Each song has its own theme; the band says it composes the music for each song based on the lyrics and how they want their words to reach people. Adding to the uniqueness of each song is the fact that everyone in the band makes his own contribution.
The band started on a university campus with only three members who played cover songs of artists they liked. They wanted to start making their own music, so they started searching for other professional players to join them.
The band structure and number of band members have fluctuated over the years, reaching 11 band members at one time, and now settling down to their current makeup of seven members.
The current configuration, which the band says creates full sets and full output, is comprised of Osama Saad El-Din on rhythm guitar, Mohammed Ali on rhythm guitar and vocalist, Amr Sayed on solo Spanish guitar, Mohammed Gamal the lead vocalist, Ezz Shahwan on bass guitar, Ayman El-Qadi on percussion and Ahmed Hesham on drums.
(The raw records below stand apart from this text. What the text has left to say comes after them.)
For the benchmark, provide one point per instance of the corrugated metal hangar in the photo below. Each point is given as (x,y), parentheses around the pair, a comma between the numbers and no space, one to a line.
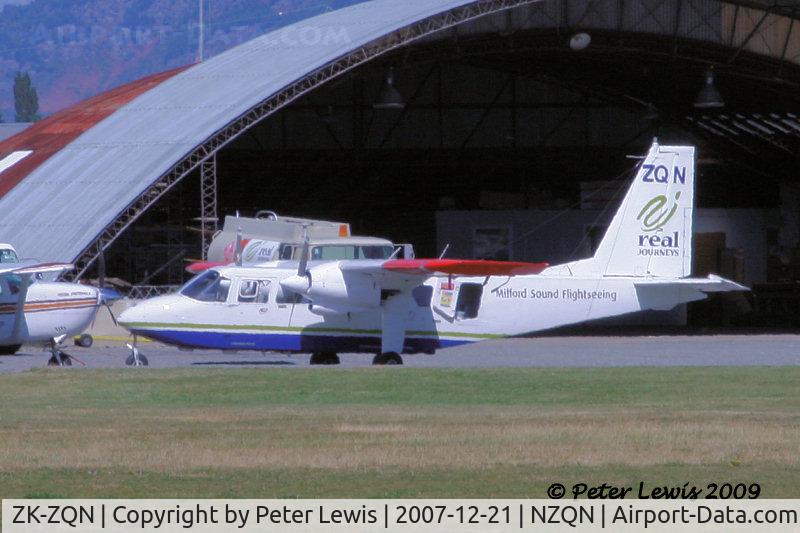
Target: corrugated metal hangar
(497,123)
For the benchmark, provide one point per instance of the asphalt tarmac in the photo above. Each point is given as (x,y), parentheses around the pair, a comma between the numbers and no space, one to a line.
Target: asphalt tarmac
(581,351)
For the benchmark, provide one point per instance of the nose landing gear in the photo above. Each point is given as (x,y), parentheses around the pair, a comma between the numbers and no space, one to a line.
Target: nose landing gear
(58,358)
(388,358)
(324,358)
(136,358)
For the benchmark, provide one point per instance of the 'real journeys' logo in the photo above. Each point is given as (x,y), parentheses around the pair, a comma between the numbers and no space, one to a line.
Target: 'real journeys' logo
(655,215)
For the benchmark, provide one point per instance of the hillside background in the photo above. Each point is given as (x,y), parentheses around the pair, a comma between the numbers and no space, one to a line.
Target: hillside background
(75,49)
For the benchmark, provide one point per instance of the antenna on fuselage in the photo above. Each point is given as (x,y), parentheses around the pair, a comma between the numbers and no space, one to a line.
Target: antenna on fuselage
(301,268)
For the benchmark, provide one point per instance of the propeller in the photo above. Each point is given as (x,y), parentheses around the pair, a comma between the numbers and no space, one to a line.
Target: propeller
(239,247)
(302,266)
(107,295)
(302,281)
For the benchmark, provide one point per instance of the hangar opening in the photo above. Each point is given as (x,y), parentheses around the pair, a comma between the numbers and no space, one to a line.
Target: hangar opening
(509,134)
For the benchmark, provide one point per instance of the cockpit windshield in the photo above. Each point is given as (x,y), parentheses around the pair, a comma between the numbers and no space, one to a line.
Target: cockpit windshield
(208,287)
(336,252)
(8,256)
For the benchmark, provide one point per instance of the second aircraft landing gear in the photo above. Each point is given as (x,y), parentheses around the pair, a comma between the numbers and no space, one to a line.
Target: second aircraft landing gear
(58,357)
(324,358)
(135,358)
(388,358)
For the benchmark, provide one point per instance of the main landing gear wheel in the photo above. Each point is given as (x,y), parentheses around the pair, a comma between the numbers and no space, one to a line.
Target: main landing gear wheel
(62,360)
(132,361)
(388,358)
(324,358)
(58,357)
(84,341)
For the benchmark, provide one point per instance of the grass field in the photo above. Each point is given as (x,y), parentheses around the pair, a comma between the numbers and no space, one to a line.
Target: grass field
(394,432)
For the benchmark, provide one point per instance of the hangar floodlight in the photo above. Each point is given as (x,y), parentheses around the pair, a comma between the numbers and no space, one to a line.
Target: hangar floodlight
(390,97)
(709,96)
(580,41)
(652,113)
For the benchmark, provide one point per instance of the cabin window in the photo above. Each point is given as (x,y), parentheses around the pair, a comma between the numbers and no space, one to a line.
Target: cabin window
(208,287)
(254,291)
(423,295)
(287,252)
(469,300)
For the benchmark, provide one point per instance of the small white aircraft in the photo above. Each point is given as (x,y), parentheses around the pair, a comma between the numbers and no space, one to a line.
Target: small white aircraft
(389,307)
(42,312)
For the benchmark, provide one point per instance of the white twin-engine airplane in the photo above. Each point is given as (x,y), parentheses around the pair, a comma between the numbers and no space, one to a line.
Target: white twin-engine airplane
(39,312)
(389,307)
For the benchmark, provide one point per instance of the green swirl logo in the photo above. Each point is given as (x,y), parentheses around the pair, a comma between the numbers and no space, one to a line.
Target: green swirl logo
(654,216)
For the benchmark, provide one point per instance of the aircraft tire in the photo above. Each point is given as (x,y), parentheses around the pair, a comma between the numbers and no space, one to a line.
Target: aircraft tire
(84,341)
(10,350)
(131,361)
(388,358)
(65,361)
(324,358)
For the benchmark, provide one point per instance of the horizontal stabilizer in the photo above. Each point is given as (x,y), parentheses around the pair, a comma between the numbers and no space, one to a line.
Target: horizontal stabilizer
(464,267)
(712,283)
(665,294)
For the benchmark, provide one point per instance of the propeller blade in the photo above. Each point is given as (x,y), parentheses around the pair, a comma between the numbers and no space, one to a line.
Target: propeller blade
(239,247)
(302,267)
(111,312)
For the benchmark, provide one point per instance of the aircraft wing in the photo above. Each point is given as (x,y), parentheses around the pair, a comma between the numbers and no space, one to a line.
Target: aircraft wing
(361,285)
(202,266)
(463,267)
(26,270)
(426,268)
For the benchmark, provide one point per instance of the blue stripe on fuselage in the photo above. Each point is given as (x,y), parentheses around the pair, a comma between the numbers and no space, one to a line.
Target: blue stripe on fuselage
(288,341)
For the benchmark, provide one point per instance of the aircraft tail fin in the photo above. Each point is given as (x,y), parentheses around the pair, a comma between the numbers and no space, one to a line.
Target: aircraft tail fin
(651,232)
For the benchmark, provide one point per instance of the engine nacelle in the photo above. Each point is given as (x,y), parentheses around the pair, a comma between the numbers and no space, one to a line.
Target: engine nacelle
(328,287)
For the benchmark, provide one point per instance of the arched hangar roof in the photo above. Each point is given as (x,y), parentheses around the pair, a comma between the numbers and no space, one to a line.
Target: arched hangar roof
(78,199)
(73,182)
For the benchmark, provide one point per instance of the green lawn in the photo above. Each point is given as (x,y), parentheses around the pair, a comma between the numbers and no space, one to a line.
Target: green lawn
(394,432)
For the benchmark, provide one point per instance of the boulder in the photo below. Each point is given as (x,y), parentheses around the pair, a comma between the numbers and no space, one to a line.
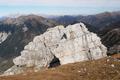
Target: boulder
(69,44)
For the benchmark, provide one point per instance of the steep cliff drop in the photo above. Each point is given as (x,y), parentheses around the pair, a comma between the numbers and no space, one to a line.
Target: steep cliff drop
(59,45)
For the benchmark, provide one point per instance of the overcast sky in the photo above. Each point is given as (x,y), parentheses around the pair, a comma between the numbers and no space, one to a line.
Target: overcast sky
(57,7)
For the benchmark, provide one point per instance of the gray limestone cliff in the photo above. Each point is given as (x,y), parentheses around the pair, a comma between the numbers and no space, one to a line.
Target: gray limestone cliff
(3,36)
(69,44)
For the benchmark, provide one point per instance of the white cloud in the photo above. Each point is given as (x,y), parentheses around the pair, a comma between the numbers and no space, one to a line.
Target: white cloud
(62,2)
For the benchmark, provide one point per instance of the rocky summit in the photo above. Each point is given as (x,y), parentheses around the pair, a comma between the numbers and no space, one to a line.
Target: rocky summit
(59,45)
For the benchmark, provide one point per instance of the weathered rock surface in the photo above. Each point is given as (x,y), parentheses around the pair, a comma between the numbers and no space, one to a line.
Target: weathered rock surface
(71,44)
(3,36)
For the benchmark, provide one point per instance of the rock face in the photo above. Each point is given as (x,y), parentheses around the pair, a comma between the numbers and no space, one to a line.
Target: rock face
(3,36)
(71,44)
Every band member comes from a different musical background, bringing their own varied musical influences to the group and contributing to the band’s diversity.
Salalem says they try to address other topics in addition to singing an occasional love song, a topic that they say “has been sung about enough already.
The group writes their lyrics in Arabic so that they can reach people more effectively. They are always looking for unusual topics for their songs; one of their songs is entitled Zahma and talks about traffic jams. I try not to restrict myself to love songs, and talk more about stuff that no one talks about, like traffic jams. Adaweyya was the only one who talked about it, says Mohammed Gamal the lead vocalist. “But I also sing love songs in order to suit all tastes. We talk about life, day and night, community issues, youth problems.
For a young group, lacking professional training, but still insisting on writing and composing their own songs, Salalem has a lot of potential.
At a Salalem concert expect to dance to the Egyptian Oriental tabla (drums), revel in a Latino song, and dream to a slow love song all at the same concert!